Civil engineering lecturer Dr Ehsan Yaghoubi and Professor Sam Fragomeni, both of the university’s College of Engineering and Science and Institute for Sustainable Industries and Liveable Cities, recently gained support for a project through Sustainability Victoria’s $37 million Recycling Industry Strategic Plan fund.
The project – which includes collaborators from the geotechnical team of the University of Melbourne and industry partners City West Water and Ground Science – will validate the performance of a blend of 100 per cent recycled materials instead of virgin aggregates in backfill for sewer pipeline infrastructures.
According to Yaghoubi, there could be appealing mechanical performance as well as environmental benefits as a result of the work. The industry partners, Ground Science and City West Water brought up a lack of quality control for clay backfilled trenches.
“Together with our collaborators, we came up with the idea of using a blend of materials that have self-compacting properties, or at least we can have more control over their compaction or achieved density,” Yaghoubi said.
City West Water is providing two locations at one of their sites and has offered to assist with expert advice and construction. Yaghoubi said that this is important for carrying out their research and evaluating the recycled blends under real-world conditions.
The project addresses a collection of major problems. Besides overcoming expansive clay’s limitations which spread over many areas in Australia, the mix will also save on construction companies excavating, crushing and transporting virgin aggregates, with suppliers looking increasingly further afield – sometimes 200 km away – for supplies to truck in.

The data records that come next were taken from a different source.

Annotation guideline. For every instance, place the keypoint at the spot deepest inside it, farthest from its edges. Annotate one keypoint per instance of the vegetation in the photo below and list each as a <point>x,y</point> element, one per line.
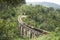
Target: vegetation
<point>46,18</point>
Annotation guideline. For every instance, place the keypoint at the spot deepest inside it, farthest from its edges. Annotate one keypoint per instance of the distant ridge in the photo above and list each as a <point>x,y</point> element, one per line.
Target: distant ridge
<point>54,5</point>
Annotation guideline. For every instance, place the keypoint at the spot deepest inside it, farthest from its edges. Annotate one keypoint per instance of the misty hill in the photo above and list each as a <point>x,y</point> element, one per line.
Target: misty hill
<point>49,4</point>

The researchers’ solution involves a blend of recycled tyre, plastic and glass, with glass to make up between 70 and 80 per cent of the final formulation. “Repurpose It” is supporting the project by donating about 150 t of washed recycled glass free of charge for construction of the trial sites.
The project and partners
At the time of writing, Yaghoubi’s team is still at the laboratory stage, and has run geotechnical and environmental testing on different blends, preparing to move on to site testing in late-August or early September.
He explained that others have used backfill mixes including a limited amount of recycled materials including glass but using 100 per cent recycled content is likely a world-first.

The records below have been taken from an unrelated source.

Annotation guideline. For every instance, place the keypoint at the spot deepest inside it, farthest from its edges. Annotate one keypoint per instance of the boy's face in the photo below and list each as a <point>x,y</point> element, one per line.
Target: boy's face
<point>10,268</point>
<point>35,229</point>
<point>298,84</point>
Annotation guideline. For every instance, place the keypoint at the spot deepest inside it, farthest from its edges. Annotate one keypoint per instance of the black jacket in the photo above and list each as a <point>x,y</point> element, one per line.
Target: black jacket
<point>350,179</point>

The team will use two construction sites with two different shortlisted blends, with these sites instrumented and monitored for 12 months to gauge settlement during weather events like rain or dry spells.

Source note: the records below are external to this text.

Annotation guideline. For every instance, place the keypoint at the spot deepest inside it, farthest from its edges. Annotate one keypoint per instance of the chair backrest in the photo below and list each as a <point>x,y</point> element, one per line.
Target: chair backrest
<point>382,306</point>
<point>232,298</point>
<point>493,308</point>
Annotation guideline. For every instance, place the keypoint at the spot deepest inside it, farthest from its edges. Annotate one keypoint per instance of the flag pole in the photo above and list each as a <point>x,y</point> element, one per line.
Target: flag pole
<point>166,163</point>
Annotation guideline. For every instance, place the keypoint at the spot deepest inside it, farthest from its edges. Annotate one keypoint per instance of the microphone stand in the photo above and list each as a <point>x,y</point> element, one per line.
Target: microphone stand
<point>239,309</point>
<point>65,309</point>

Partners include a geotechnical team from University of Melbourne, the geotechnical firm Ground Science, and City West Water. Yaghoubi said University of Melbourne is contributing expertise for a bespoke fibre optic sensor system that will monitor ground movement and settlement. This is an alternative to strain gauges for monitoring settlement. Ground science is assisting with geotechnical testing and expert advice and City West Water is contributing to construction of the sites.
“The strain gauge only gives you one data point in the underground space. Let’s say you use 10 different strain gauges, at different depths, at different locations along the trench, and still, you only have 10 data points,” he said.
“But with fibre optic sensors, it’s distributed monitoring. These are small, very tiny cables that you place in the ground in different depths. Along the length of the cable, we can have continuous data collection. It gives us way more evaluation points.”
A project for the times
Yaghoubi has a background in pavement and geotechnical engineering and has contributed to several infrastructure projects during his employment in the industry. He worked for Coffey before joining Victoria University (VU).
The university’s reputation for engineering is on the rise. It placed in the top three in the state for engineering and technology in the Times Higher Education charts, where it was also 56th in Young University Rankings this year. VU also rated well above world standard in the latest Excellence in Research for Australia rankings in engineering.
There is a focus on industry engagement on major projects, such as this one, and on producing work-ready graduates familiar with real-world problems.
As far as real-world problems go, turning waste back into a resource appears to be the biggest challenge right now.
Australia is scheduled to end exports of waste glass beginning next year, and will have phased out plastic, paper and tyres by 2024. Following the 2018 waste import clampdown by China – which took 619,000 t of our plastic in 2017 – there is an imperative to find new applications for what we throw away.
“Everybody knows it’s good to reuse recycled materials, but the uncertainties with the mechanical performance as well as potential environmental problems may be the reason why application of these materials is delayed,” said Yaghoubi, whose field is one that can make a real difference in the situation.
“Construction projects, generally civil engineering projects, require a lot of materials to be used. The volume of the material is normally significant, whether it is a road or backfilling kilometres and kilometres of trenches.”